Ask YC: Content Delivery Networks - petesmithy

Anyone had a good experience of a CDN provider? We're just looking for somewhere to offload our static files (images, style sheets. JavaScript) to help the site run faster, no requirement for streaming media or anything like that.<p>We don't need much storage, nothing fancy - just well-distributed servers.. And 'affordable' (cheap).
======
prakash
Here's a list of commercial CDN's: <http://www.web-caching.com/cdns.html>

and, academic:
[http://en.wikipedia.org/wiki/Content_Delivery_Network#Academ...](http://en.wikipedia.org/wiki/Content_Delivery_Network#Academic_CDNs)

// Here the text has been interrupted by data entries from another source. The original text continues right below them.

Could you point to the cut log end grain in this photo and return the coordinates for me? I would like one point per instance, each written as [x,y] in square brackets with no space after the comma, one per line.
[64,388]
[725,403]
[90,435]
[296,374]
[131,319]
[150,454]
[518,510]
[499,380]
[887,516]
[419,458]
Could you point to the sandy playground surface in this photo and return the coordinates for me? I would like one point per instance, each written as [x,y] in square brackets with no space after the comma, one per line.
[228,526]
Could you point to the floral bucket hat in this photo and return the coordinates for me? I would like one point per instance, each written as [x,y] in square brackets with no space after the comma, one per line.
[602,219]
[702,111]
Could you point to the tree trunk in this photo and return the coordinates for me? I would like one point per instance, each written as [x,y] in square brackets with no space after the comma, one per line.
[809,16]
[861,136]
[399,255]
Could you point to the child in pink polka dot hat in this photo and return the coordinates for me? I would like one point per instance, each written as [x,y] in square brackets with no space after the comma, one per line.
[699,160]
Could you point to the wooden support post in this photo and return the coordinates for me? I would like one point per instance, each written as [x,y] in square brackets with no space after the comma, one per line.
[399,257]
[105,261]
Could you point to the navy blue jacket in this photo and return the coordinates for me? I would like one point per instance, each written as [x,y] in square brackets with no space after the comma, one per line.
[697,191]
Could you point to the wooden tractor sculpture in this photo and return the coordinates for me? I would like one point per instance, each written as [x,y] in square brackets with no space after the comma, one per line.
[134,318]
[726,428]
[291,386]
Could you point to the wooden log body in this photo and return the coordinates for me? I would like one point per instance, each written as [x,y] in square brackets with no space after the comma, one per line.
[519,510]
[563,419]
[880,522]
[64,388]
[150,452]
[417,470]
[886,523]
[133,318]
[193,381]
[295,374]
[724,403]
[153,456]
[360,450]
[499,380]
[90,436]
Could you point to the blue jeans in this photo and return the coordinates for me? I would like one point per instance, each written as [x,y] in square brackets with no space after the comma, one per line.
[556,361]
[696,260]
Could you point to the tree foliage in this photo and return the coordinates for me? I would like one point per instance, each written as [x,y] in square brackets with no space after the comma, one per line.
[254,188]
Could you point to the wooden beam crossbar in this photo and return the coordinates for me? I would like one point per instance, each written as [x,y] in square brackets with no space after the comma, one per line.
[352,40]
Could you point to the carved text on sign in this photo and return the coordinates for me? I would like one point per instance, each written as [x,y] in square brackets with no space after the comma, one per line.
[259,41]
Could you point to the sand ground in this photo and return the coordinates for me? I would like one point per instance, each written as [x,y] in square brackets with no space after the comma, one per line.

And, S3 is storage, not a CDN.

------
ktheory
I've had good experience with Panther Express: <http://pantherexpress.com/>

------
nilobject
At my previous employer, we used CacheFly and were pretty happy with them.
However, I know a lot of people are happy with S3.

------
jimm
We use Mirror Image. Relatively cheap, once we beat them up^W^W^Wnegotiated a
bit over price.

------
ubudesign
you can use our service at www.i2drive.com We can provide you with good
support too.

------
dedalus
use www.bitgravity.com

------
martianpenguin
Amazon S3?